LENA: We do eat at this restaurant, and many others we love, a few times in a month. That said, we have yet to taste even a quarter of their dishes, and a new batch are now shown in color photographs on their other wall. The picture of a ginseng dish that the chef makes, one we often order, is pictured on page 28 of this issue. The dish is not mentioned on either wall nor on its new menu. Perhaps that is why we struggle in so many restaurants to eat our way through their menu.
From BOBBIE via e-mail:
Who serves Kejia bean curd food? I have been trying to taste this dish and another called Hakka Dumplings. I was told that both of them are great.
BOBBIE: Kejia is another term for Hakka food, so kejia bean curd is simply a bean curd dish made Hakka-style. Recently we had that great one at the FLUSHING RESTAURANT INC. at 13-60 41st Avenue in Flushing, Queens NY; phone: (718) 886-8817. This place, owned by folks from Zhejiang, serve many fine dishes, this one among them; others have origins from several provinces. We have not found any restaurant in Queens serving only Hakka food, nor one with Hakka Dumplings on its menu. On your next trip east, advise if you do and in the meantime, we will keep looking. Should you find this dish where you live, please share a picture or a recipe or both. Anyone have a great recipe for the dumplings?
From EDDIE via e-mail:
You said you were going to the Top 100 Chinese Restaurant Awards in Las Vegas, and I do thank you for the listing of the best overall Chinese restaurants this year. However, you did not indicate the very best of the bunch, which was Ching's Table in New Canaan CT. I do want to go there soon. Also, did anyone there do anything exciting?

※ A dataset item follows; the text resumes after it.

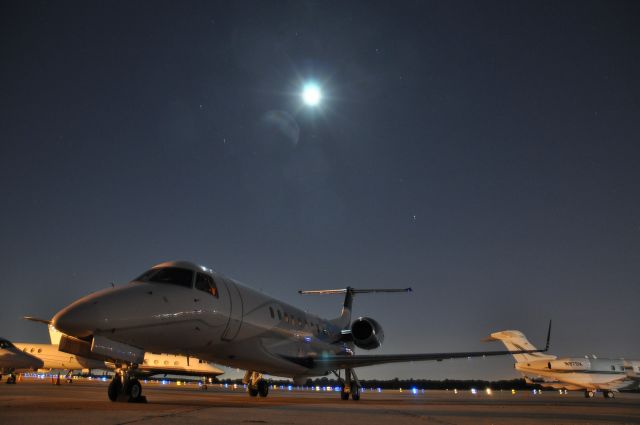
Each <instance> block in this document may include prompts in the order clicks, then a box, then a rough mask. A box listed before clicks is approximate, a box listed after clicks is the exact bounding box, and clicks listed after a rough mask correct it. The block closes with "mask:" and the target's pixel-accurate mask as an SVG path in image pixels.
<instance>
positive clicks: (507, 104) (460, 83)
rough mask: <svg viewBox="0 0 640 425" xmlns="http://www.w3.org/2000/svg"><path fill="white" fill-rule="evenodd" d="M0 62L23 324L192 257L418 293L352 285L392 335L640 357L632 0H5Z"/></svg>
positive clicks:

EDDIE: At that event, there were chefs from Fuzhou who, like the black and white ancient picture shows, made meat dough pounding pork then rolling it out. The top picture is the ancient illustration, the others are from the Las Vegas event are pounding the meat, the wooden pounder, the finished dough being rolled on a long stick, and folding the dough to bring to the chefs who then made the Fujianese dumpling wrappers. That was the first time I ever saw it made, but not the first time I ever tasted this meat dough. Once, when in Taipei, Angela Cheng, who is Fu Pei Mei's daughter, gave me a commercial package to take home. I used it for several recipes but never found any in the United States. Anyone found some in the USA?